[短篇集]きみが忘れたむらさきへ。
沈没飛行
喫茶店を出た後、どこに寄るでもなく真っ直ぐに帰路を歩きながら、ぼんやりとしていた。
言い過ぎたかな、とは思ったけれど、あんなことを言われて黙っていられるほど気の長い人間ではない。

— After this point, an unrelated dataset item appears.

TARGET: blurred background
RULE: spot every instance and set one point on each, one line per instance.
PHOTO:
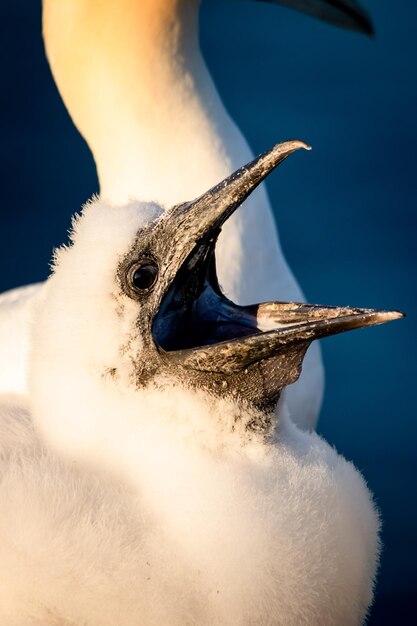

腹が立ったし、そんな風に思われていることが寂しくて仕方がない。
あの人がわたしにどれくらい執心しているのかは計り知れないけれど、たまに伝えてくれる言葉の端々に滲む想いは、きっと本物で。嘘なんかじゃない。
わかっているのに、不安になるなんて面倒くさい女のようでイヤだけれど、女の子は女の人になったって面倒でワガママなものなんだ。
人より少し、ほんの少し達観しているせいで得も損も釣り合いのとれた、何とも言えない生き方をしているのだから、人並みなことを言ったりしたりしてもいいだろう。
「今更…だもんね」
戻りたいと願うほど後悔してはいない。
かといって謝ることで解消されるものでもない。わたしとあの人の間にある壁は。
初めてあの人を見た時、思わず目を逸らしてしまったことは、たぶん一生忘れられない。
あの人の顔に残るケロイドをこわいと思ってしまったのは事実で、変えられない過去の出来事だから。